Extended Data Fig. 6: Chromosome clustering is not mediated by association with BAF or removal of Ki-67.
From: Chromosome clustering by Ki-67 excludes cytoplasm during nuclear assembly
a–c, Effect of BAF depletion on chromosome clustering. a, Live mitotic HeLa cells stably expressing H2B–mCherry and GEMs were imaged 72 h after siRNA transfection, in the presence of nocodazole; flavopiridol was added at t = 0 min to induce mitotic exit.

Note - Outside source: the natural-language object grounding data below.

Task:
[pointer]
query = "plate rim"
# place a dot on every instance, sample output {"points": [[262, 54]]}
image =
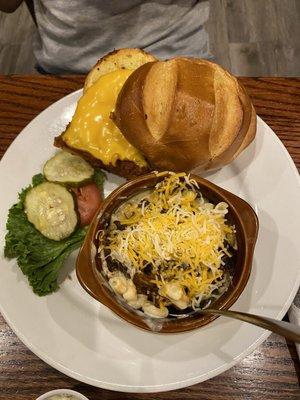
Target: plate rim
{"points": [[166, 386]]}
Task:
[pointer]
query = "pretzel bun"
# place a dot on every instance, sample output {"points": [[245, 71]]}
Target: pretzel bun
{"points": [[185, 114]]}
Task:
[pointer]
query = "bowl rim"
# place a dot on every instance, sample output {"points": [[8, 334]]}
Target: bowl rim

White dashed lines indicate chromosomal areas, single z-slice shown. b, Quantification of chromosome convex hull area, normalized to pre-flavopiridol addition. c, GEM particle count within chromosomal area normalized to pre-flavopiridol addition. n = 23 cells (siBAF), n = 23 cells (siControl). d, Immunoblot analysis of BAF and actin 72 h after siRNA transfection, showing one of two biological replicates. For gel source data, see Supplementary Fig. 1. e, Localization of BAF–eGFP in live mitotic HeLa cell imaged in the presence of nocodazole; flavopiridol was added at t = 0 s to induce mitotic exit. f, Quantification of chromosome convex hull area and BAF–eGFP accumulation at the surface of the chromatin region as in e, normalized to pre-flavopiridol. n = 21 cells. g, Localization of Ki-67, eGFP tagged on endogenous loci in live HeLa cell progressing from metaphase to anaphase (anaphase onset = 0 min), DNA was stained with SiR-Hoechst, z-projection. h, Quantification of chromosome convex hull area and eGFP–Ki-67 mean fluorescence intensity on chromosomes, normalized to pre-anaphase, for 41 cells as in g. i, Localization of Ki-67 during spindle-less mitotic exit. Time-lapse microscopy of mitotic HeLa cell as in g, in the presence of nocodazole; flavopiridol was added (t = 0 min) to induce mitotic exit. Z-projection. j, Quantification of chromosome convex hull area and eGFP–Ki-67 mean fluorescence intensity on chromosomes of 27 cells as in i. Lines and shaded areas indicate mean ± s.d., scale bars, 10 μm.